Learning Without Theory
CAMBRIDGE – How can we improve the state of the world? How can we make countries more competitive, growth more sustainable and inclusive, and genders more equal?
One way is to have a correct theory of the relationship between actions and outcomes and then to implement actions that achieve our goals. But, in most of the situations we face, we lack such a theory, or if we have one, we are not sure that it is correct. So what can we do? Should we postpone action until we learn about what works? But how will we learn if we do not act? And if we act, how can we learn whether we did the right thing?
New advances in machine learning and biological anthropology are shedding light on how learning happens and what makes a learning process successful. But, while theories are important, most of what we learn does not depend on them.

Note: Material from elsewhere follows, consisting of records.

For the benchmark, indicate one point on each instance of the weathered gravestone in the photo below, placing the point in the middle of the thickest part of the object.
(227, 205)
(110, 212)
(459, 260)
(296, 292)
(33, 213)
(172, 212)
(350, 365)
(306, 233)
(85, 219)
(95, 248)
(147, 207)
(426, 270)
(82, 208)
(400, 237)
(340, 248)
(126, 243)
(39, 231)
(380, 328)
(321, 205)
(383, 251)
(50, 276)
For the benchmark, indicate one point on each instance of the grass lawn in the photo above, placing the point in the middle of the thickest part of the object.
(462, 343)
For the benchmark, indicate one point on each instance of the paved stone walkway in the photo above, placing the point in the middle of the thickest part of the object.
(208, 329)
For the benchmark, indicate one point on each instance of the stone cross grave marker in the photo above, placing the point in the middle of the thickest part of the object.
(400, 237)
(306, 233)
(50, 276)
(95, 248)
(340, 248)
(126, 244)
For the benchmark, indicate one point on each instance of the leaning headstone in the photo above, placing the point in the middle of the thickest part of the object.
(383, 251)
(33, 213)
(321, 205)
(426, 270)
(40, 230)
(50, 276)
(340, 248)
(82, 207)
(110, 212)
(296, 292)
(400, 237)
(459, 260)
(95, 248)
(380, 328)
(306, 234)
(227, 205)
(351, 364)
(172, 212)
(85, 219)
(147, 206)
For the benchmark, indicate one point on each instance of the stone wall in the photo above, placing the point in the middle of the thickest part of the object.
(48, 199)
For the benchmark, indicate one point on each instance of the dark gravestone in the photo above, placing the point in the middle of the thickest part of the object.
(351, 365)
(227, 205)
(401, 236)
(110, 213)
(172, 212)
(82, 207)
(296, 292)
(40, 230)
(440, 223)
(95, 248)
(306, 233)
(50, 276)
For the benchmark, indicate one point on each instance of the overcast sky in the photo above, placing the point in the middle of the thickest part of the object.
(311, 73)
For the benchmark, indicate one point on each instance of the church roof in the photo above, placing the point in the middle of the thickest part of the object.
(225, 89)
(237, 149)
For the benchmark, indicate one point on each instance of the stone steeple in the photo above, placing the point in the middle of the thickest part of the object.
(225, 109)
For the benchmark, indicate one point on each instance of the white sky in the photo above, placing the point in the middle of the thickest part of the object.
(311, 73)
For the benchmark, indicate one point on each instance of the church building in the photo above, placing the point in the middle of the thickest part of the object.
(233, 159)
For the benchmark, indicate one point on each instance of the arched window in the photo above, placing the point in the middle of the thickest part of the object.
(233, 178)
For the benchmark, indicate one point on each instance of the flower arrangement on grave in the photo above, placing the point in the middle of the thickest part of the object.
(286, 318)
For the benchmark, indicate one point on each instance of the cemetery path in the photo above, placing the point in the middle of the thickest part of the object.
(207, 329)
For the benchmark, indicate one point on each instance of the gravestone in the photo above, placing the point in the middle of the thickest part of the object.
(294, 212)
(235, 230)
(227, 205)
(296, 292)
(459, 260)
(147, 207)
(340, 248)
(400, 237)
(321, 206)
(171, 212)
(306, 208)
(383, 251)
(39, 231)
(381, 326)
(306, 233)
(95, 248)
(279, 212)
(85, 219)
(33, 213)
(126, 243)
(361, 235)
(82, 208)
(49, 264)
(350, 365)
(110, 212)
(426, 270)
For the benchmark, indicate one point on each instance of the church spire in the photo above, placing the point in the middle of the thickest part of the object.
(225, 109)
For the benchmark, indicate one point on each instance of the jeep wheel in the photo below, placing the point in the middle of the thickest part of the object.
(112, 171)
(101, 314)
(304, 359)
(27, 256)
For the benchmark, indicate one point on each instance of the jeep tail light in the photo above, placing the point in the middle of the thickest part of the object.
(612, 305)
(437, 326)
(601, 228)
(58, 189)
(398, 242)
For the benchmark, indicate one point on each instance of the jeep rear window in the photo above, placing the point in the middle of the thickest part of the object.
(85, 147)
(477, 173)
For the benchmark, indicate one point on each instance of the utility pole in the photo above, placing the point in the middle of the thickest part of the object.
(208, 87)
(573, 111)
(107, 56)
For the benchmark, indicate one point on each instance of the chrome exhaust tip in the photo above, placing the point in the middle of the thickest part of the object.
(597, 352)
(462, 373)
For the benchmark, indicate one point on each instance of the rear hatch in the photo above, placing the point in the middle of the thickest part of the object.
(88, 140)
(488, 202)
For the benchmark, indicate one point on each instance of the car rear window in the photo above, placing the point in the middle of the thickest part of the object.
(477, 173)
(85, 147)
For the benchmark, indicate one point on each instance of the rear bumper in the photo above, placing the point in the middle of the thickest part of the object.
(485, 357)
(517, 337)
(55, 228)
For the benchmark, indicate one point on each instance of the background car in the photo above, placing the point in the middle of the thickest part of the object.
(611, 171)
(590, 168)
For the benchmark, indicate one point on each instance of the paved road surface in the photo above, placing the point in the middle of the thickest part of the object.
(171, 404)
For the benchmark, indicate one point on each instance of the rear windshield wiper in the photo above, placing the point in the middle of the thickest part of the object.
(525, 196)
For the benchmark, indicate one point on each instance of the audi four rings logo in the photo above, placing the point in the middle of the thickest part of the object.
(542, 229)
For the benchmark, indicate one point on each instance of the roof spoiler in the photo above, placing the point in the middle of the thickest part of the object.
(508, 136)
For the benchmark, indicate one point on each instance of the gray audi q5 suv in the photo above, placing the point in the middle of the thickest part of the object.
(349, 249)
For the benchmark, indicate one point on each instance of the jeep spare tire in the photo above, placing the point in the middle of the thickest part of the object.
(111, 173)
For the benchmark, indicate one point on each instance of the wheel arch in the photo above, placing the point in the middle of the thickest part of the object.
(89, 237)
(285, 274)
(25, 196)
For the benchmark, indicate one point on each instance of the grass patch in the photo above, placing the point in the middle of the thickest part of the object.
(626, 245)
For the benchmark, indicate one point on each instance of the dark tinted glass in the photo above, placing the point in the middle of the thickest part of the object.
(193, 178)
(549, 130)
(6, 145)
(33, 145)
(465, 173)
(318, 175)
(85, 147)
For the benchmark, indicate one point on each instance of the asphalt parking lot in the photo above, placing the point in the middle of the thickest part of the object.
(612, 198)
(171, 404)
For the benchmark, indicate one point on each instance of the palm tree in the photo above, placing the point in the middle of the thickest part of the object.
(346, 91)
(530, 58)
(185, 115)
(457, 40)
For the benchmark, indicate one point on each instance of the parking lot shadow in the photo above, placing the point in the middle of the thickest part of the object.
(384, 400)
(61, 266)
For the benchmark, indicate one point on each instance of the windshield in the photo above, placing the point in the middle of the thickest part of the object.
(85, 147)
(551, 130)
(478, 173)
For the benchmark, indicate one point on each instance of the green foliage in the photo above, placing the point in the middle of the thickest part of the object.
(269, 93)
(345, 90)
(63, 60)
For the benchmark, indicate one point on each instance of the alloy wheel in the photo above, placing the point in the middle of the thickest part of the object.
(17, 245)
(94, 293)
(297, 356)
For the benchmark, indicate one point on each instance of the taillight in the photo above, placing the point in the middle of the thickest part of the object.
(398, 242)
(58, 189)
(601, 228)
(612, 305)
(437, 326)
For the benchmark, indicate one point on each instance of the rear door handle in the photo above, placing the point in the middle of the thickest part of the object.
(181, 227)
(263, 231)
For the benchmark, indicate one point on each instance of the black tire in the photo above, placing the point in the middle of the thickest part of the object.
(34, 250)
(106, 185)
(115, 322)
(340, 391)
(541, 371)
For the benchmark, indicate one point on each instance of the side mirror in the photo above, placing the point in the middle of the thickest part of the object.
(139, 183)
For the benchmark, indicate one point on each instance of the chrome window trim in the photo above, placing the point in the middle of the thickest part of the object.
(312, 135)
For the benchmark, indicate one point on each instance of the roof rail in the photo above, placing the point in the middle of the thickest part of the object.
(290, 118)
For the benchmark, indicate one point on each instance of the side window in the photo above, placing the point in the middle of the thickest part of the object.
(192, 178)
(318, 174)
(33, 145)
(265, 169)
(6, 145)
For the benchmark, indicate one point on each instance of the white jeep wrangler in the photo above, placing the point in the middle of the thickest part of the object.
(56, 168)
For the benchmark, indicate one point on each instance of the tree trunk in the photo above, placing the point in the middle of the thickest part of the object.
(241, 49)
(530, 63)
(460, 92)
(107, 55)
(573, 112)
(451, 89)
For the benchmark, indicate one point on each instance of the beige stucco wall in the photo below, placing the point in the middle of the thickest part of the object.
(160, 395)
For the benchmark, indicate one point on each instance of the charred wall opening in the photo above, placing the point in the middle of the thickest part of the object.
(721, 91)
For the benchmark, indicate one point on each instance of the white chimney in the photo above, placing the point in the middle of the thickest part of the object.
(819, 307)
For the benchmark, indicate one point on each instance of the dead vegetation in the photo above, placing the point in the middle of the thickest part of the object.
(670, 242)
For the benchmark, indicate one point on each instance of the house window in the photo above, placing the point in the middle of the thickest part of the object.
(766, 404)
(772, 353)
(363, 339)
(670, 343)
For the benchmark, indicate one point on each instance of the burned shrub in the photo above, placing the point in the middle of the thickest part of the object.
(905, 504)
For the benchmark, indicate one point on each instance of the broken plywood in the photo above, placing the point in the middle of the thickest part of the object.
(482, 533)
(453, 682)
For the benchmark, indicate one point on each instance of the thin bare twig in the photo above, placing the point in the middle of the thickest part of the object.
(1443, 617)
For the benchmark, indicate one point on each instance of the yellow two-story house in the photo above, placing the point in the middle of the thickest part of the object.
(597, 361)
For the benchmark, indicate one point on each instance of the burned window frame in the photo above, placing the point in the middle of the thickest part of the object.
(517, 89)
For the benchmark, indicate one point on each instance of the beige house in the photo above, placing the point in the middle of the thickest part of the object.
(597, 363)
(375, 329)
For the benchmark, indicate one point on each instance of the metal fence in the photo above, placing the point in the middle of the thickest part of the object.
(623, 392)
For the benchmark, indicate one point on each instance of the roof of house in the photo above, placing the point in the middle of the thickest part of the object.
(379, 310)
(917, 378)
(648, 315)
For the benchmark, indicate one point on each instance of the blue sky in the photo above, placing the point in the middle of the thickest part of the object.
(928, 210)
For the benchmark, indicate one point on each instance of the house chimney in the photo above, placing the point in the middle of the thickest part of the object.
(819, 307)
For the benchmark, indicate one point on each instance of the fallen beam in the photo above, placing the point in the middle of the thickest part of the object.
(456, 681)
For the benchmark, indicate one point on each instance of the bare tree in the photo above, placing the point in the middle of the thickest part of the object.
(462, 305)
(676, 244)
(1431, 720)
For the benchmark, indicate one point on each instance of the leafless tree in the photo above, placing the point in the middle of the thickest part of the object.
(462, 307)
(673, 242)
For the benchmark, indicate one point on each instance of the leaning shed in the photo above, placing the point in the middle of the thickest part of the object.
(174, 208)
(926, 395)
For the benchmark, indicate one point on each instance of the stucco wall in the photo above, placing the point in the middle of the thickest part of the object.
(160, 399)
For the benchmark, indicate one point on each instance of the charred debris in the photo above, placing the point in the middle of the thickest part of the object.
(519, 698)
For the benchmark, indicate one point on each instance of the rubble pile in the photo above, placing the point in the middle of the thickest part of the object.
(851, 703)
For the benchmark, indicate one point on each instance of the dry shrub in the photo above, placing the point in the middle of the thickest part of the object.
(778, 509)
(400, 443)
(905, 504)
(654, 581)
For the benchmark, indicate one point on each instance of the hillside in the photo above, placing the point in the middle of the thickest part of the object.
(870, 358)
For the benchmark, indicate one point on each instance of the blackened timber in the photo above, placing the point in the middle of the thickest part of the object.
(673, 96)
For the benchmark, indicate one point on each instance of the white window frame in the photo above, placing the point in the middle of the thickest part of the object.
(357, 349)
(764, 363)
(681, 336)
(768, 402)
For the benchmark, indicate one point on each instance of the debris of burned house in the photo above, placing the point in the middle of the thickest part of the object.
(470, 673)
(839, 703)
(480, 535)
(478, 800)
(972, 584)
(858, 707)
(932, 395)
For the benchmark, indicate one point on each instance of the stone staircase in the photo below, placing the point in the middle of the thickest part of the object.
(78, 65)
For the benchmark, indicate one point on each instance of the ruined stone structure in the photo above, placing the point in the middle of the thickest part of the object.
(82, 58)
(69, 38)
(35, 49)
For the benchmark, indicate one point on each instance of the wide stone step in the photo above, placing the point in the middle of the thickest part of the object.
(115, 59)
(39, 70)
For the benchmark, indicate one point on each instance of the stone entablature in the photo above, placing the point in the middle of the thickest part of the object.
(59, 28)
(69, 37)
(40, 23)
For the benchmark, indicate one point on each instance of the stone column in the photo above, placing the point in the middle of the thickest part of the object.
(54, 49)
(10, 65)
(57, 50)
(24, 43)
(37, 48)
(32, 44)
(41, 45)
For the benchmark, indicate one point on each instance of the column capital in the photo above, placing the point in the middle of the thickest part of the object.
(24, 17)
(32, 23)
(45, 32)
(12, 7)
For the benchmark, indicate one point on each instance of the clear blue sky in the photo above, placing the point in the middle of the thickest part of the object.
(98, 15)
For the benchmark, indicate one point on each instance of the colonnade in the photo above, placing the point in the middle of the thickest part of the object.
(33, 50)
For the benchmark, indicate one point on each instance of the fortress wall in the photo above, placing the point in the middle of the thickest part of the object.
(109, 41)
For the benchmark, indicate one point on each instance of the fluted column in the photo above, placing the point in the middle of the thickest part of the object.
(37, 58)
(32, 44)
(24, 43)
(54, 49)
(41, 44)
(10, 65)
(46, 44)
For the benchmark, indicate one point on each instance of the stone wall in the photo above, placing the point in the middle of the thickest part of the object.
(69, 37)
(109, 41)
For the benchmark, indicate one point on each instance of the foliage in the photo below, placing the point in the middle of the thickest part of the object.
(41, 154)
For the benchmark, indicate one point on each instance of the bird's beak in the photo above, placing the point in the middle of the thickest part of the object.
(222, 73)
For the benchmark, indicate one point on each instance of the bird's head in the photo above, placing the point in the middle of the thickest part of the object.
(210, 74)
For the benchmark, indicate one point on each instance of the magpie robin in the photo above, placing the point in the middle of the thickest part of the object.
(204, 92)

For example, there may be a theory of what makes a cat a cat, but that is not how toddlers learn to recognize them. As Harvard’s Leslie Valiant argues in his 2013 book, we learn the concept of “catness” in a theory-less way by inferring it from a set of pictures of animals that are appropriately labeled as either cats or non-cats. And the more examples we see, the more we become “probably, approximately correct.”
We learn to recognize the spoken language without knowledge of linguistics, and voice-recognition software uses a theory-less learning algorithm called a “hidden Markov chain” on a set of audios and their texts, rather than by using linguistics, as Ray Kurzweil tells us in his book How to Create a Mind. To the chagrin of many of us academics, theory is often dispensable.